Carba scientists and engineers utilize plants to suck CO2 from the air and then use a proprietary method to convert plant waste into recalcitrant solid carbon. Carba has developed the Biomass Torrefaction and Burial (BTB) process which takes these carbon solids and sequesters them in various mines, pits and landfills around the world.
“Torrefaction is a Latin word which just means ‘I burn’ or ‘I parch’. So essentially, what we’re doing is a low-temperature heating of the biomass which converts cellulose and hemicellulose molecules into a more recalcitrant solid carbon,” explained CEO and Co-founder of Carba, Dr. Andrew Jones in an interview with MPR News.

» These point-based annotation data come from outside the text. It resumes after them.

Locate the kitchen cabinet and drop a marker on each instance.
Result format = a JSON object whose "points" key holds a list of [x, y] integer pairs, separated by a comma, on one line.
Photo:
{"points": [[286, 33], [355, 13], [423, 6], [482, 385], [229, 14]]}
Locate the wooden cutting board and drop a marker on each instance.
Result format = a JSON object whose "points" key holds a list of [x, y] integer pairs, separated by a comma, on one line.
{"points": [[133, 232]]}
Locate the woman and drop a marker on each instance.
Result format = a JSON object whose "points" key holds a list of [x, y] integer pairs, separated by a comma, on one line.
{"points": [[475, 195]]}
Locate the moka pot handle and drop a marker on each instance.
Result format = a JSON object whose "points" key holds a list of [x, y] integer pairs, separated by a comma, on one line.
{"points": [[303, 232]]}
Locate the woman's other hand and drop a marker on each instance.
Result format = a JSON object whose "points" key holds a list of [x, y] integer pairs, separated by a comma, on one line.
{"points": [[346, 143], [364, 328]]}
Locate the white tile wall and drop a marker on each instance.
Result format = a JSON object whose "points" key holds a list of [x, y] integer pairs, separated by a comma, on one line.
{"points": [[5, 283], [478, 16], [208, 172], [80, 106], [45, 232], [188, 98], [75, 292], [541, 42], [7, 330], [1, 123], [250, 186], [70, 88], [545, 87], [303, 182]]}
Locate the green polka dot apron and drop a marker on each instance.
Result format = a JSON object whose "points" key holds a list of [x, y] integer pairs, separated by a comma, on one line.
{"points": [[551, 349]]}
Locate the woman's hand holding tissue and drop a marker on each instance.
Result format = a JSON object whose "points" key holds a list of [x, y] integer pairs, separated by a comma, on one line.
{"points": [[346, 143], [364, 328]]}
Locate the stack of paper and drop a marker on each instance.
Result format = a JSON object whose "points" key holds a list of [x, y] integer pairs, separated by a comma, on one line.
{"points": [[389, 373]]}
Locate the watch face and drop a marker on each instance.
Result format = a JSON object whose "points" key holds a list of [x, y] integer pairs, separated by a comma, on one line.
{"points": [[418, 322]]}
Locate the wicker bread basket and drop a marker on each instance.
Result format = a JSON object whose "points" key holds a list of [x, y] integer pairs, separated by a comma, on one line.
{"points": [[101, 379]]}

Carba’s method emulates the formation of coal from trees, a 300-million-year process, in minutes.
About 300 million years ago, there wasn’t a natural way to break down tree biomass. Trees would pile up when they fell because if the lack of the microbial process or fungal activity that could break them, Jones explained.
“So over millions of years, that’s what created those deposits of coal. And then, over hundreds of millions of years, the pressure and the heat converted it to a char, or a charcoal, that we’ve dug up and burned.
“So essentially, what Carba is trying to do is reverse that process and take trees, which sequester carbon dioxide, and then convert them back to a coal or a char and bury that back underground,” added Jones.